If anyone needs the code, then I'll be happy to share

assignTimestampsAndWatermarks not work after KeyedStream.process

assignTimestampsAndWatermarks before keyBy works:
DataStream<Trip> trips =
env.addSource(consumer).assignTimestampsAndWatermarks(new BoundedOutOfOrdernessTimestampExtractor<Trip>(Time.days(1)) {
#Override
public long extractTimestamp(Trip trip) {
return trip.endTime.getTime();
}
});
KeyedStream<Trip, Long> userTrips = trips.keyBy(trip -> trip.userId);
DataStream<FeaturizedTrip> featurizedUserTrips = userTrips.process(new Featurization());
AllWindowedStream<FeaturizedTrip, TimeWindow> windowedUserTrips =
featurizedUserTrips.timeWindowAll(Time.days(7),
Time.days(1));
But not after keyBy and process:
DataStream<Trip> trips = env.addSource(consumer);
KeyedStream<Trip, Long> userTrips = trips.keyBy(trip -> trip.userId);
DataStream<FeaturizedTrip> featurizedUserTrips =
userTrips.process(new Featurization()).assignTimestampsAndWatermarks(new BoundedOutOfOrdernessTimestampExtractor<FeaturizedTrip>(Time.days(1)) {
#Override
public long extractTimestamp(FeaturizedTrip trip) {
return trip.endTime.getTime();
}
});
AllWindowedStream<FeaturizedTrip, TimeWindow> windowedUserTrips =
featurizedUserTrips.timeWindowAll(Time.days(7),
Time.days(1));
Windows are never triggered.
Is it a bug or expected behavior? If the latter where is it documented?
I had a similar issue. In my case I have a source which reads files and each instance of it reads a separate file. During the simplest test of sending one file to the dataflow, only one source instance was generating events and the others were idle. So after the watermarks assigner was applied, only one watermark assigner was sending new watermarks and the others weren't or they were sending Long.MIN_VALUE, when I used AssignerWithPeriodicWatermarks.
After the keyBy() operator is applied, the idle streams of events are mixed with the active stream of events. Since the rule for calculating the watermark at any operator is to take the minimum available from each incoming stream, each instance of the next operator in the chain, process(), stays at watermark Long.MIN_VALUE. Thus it looks like watermarks never progress after applying keyBy().

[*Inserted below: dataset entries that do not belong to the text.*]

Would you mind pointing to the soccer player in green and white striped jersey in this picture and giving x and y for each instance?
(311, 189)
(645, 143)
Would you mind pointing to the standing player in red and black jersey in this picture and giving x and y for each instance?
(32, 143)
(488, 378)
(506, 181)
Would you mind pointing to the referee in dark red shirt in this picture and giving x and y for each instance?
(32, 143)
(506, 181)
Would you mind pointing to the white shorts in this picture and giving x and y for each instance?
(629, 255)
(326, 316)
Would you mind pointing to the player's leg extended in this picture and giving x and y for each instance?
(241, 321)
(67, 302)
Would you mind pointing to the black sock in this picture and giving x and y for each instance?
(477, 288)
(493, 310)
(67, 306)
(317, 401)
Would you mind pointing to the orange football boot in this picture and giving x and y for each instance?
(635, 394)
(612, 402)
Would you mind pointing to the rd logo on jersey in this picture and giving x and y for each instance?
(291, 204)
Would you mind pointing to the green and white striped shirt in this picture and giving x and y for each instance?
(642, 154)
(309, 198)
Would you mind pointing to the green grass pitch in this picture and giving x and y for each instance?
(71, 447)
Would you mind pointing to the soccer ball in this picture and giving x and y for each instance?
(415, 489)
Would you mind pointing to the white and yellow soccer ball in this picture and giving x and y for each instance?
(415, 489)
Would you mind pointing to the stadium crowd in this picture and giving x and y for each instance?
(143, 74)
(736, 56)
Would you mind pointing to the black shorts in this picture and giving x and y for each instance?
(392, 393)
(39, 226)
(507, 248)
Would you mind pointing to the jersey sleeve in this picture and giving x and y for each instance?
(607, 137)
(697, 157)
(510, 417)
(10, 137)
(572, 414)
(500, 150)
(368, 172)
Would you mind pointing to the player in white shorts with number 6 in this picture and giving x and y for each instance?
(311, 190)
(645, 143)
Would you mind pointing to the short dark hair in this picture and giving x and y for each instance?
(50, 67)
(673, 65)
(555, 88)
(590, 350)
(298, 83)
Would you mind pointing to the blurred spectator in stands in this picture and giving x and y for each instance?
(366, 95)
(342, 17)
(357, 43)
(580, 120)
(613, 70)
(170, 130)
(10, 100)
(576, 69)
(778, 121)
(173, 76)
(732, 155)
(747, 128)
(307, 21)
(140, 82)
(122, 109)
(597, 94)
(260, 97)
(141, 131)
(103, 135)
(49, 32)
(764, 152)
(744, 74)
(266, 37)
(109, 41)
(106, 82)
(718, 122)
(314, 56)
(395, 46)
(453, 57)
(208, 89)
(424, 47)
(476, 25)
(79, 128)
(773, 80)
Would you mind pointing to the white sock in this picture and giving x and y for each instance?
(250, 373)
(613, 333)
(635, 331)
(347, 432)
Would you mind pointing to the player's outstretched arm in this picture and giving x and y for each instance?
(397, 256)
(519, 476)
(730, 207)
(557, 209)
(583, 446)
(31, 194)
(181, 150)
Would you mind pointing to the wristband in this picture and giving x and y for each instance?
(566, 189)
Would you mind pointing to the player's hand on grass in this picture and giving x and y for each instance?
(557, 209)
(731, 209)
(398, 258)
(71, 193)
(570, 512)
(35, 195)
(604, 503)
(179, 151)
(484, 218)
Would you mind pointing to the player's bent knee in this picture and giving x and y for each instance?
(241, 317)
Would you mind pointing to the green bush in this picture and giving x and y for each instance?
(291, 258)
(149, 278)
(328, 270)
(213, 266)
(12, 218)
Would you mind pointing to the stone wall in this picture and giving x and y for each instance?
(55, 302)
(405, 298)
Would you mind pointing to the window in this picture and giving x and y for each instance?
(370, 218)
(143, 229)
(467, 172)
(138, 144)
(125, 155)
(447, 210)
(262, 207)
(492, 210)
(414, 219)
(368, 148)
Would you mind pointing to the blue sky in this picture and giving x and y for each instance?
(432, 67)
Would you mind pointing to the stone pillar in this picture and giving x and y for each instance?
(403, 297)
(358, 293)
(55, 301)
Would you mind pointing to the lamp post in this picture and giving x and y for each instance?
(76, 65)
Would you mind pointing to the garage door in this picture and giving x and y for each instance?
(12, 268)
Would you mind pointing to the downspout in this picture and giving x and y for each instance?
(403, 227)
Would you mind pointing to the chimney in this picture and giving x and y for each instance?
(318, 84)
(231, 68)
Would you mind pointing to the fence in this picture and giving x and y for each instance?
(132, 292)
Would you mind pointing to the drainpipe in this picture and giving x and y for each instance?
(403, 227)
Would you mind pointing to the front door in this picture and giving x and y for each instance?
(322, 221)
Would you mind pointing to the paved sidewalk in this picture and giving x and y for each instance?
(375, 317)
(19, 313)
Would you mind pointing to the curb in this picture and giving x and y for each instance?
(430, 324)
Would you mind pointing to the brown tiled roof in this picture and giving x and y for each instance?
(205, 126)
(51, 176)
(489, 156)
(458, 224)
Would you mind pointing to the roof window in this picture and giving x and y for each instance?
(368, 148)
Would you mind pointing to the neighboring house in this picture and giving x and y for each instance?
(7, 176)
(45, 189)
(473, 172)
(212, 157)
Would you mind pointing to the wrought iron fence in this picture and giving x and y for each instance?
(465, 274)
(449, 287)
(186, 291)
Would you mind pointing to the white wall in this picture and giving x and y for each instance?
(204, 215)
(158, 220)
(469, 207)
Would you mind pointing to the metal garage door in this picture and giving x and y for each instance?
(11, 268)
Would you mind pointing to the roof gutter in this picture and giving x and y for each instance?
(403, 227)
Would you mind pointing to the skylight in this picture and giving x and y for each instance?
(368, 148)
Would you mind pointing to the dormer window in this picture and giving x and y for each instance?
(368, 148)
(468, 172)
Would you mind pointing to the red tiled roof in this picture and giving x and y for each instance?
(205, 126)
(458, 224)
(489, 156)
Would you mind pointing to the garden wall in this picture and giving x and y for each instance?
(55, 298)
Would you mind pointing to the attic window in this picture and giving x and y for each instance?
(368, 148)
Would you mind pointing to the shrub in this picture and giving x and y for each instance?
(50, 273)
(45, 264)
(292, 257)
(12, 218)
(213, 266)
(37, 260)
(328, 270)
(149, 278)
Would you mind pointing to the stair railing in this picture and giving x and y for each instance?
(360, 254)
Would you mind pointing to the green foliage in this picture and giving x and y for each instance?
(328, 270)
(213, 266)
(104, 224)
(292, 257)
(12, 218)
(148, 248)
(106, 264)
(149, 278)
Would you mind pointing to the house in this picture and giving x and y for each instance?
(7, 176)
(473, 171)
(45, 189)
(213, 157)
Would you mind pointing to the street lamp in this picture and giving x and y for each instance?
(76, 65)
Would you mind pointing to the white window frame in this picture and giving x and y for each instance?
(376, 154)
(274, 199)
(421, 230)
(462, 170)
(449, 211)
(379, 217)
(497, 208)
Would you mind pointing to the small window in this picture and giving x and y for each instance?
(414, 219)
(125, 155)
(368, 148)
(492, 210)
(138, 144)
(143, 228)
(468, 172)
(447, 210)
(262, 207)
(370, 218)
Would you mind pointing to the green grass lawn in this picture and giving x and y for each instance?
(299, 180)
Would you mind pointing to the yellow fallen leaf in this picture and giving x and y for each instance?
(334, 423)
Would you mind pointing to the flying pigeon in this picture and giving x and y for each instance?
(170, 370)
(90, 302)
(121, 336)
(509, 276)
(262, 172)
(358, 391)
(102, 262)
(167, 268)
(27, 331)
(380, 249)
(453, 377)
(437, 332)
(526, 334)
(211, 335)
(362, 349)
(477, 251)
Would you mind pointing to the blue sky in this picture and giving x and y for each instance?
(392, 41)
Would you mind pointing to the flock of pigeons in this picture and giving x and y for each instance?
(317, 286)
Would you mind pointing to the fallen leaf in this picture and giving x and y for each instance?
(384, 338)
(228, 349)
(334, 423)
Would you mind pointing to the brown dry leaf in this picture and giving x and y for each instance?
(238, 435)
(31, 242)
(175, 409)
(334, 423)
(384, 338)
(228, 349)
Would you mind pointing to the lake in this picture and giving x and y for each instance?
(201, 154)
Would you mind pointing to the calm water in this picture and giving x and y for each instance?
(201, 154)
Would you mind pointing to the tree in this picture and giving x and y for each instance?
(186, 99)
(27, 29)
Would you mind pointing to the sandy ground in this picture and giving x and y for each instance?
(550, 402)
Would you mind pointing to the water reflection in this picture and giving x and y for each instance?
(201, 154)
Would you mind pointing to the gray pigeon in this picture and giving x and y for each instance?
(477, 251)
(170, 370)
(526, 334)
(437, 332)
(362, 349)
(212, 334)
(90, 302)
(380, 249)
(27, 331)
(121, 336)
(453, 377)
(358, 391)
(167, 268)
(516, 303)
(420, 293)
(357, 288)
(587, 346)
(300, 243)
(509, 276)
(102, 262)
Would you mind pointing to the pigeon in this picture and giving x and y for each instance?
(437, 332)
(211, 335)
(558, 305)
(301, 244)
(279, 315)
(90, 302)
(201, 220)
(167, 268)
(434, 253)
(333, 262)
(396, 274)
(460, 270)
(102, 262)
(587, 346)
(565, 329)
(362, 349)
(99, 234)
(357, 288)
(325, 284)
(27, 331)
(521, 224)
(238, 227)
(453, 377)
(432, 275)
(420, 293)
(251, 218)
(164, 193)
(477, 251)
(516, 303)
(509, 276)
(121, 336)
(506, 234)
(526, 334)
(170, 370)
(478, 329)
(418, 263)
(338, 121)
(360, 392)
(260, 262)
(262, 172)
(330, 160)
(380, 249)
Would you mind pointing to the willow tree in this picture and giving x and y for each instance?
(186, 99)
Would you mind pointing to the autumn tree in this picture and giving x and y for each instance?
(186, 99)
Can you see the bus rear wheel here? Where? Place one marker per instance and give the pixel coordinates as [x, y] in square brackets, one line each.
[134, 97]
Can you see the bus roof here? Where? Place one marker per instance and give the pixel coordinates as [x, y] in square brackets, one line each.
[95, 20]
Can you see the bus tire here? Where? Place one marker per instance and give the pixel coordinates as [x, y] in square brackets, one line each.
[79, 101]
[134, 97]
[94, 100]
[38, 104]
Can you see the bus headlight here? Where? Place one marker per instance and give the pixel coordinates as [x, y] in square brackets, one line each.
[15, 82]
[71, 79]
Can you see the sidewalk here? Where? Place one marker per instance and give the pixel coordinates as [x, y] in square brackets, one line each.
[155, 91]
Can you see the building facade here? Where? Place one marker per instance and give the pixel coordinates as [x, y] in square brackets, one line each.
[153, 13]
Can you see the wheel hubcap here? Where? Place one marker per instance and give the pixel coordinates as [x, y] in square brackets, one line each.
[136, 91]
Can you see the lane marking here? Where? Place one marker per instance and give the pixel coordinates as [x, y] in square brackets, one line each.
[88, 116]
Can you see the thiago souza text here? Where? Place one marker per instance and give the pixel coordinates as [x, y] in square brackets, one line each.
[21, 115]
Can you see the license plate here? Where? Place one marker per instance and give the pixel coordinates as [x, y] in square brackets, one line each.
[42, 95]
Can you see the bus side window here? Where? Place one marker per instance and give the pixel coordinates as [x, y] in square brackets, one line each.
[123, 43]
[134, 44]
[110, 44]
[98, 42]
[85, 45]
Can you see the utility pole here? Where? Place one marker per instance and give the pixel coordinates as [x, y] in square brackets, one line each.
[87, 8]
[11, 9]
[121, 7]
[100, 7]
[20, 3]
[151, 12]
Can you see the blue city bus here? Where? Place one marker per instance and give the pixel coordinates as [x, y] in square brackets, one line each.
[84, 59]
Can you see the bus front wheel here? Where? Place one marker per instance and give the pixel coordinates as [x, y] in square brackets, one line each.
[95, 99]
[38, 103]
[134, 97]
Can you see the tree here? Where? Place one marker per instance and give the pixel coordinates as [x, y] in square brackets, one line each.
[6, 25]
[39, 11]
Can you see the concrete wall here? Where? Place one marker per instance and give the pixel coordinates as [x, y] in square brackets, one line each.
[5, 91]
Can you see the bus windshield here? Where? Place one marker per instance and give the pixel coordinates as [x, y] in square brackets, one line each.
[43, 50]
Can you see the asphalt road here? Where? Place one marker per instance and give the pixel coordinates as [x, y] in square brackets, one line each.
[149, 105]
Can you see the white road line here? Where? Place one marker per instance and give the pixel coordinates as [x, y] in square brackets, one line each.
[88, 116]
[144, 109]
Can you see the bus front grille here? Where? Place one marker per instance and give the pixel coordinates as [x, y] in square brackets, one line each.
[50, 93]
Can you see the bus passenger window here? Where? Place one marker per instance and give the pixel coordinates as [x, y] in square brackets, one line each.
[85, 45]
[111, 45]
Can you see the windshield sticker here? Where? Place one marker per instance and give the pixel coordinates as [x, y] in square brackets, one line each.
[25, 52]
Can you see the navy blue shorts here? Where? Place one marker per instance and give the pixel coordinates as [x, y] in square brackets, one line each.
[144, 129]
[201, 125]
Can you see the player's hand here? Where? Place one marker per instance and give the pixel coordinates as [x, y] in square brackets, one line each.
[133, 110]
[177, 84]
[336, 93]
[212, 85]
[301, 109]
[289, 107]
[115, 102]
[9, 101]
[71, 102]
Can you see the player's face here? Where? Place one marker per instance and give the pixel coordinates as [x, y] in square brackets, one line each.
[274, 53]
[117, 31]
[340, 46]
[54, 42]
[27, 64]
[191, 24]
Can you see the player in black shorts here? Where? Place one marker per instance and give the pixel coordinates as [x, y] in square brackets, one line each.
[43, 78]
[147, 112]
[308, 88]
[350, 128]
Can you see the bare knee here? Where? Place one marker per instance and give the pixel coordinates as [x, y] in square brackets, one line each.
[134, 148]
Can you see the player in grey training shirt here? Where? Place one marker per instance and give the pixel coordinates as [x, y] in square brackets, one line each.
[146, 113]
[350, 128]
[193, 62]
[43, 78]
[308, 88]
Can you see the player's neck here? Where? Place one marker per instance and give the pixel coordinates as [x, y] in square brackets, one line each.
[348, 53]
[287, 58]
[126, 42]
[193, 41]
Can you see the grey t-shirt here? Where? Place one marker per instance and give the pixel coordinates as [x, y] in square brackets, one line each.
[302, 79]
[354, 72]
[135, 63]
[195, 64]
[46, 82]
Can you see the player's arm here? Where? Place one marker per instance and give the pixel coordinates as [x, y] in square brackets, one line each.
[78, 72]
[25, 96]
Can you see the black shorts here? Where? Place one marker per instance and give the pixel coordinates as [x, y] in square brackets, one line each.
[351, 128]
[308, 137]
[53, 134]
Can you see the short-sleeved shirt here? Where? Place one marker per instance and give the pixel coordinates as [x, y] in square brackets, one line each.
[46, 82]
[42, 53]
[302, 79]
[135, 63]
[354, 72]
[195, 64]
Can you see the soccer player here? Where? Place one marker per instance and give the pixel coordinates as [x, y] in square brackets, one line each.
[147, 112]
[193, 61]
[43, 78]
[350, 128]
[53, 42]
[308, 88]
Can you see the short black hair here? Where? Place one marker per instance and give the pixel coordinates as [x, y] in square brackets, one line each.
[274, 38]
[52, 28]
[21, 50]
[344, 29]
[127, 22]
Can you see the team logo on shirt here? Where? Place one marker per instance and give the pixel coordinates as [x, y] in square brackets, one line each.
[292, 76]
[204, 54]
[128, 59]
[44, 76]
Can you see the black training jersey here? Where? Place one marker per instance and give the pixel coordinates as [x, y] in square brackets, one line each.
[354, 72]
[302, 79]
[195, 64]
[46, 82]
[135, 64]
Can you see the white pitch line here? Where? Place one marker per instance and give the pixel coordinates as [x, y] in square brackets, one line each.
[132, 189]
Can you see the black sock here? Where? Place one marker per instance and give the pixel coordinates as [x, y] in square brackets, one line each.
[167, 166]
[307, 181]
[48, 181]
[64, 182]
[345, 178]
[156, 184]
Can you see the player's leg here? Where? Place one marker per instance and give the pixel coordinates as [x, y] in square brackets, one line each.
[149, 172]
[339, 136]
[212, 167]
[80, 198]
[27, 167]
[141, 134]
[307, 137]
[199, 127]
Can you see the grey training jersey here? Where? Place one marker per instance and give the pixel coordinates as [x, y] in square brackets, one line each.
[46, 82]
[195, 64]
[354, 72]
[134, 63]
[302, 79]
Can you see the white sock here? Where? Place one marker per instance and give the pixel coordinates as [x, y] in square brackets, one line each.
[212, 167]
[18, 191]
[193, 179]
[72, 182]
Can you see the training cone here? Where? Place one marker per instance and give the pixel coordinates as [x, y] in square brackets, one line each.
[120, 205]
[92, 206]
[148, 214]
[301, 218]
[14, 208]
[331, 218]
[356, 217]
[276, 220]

My solution was to shuffle the events before assigning the watermarks. On the watermarks assigner operator the rule is the opposite – always take and resend the highest calculated watermark. This way we guarantee that all instances of the watermarks assigner are sending out watermarks, even if some source instance is idle:
stream.rebalance().assignTimestampsAndWatermarks(...);
There is one more trap here which you have to avoid. If you decide to declare a source instance as idle, while it is not collecting data:
context.markAsTemporarilyIdle();
you will find that the watermarks are lost again, even if the above hack with rebalance() is in place. This is because markAsTemporarilyIdle() sets the corresponding stream to idle and in this part of the code (from Flink 1.7):
org.apache.flink.streaming.runtime.io.RecordWriterOutput.emitWatermark()
the watermark is stopped, because the condition streamStatusProvider.getStreamStatus().isActive() is false. So the conclusion is not to use context.markAsTemporarilyIdle() in the described situation.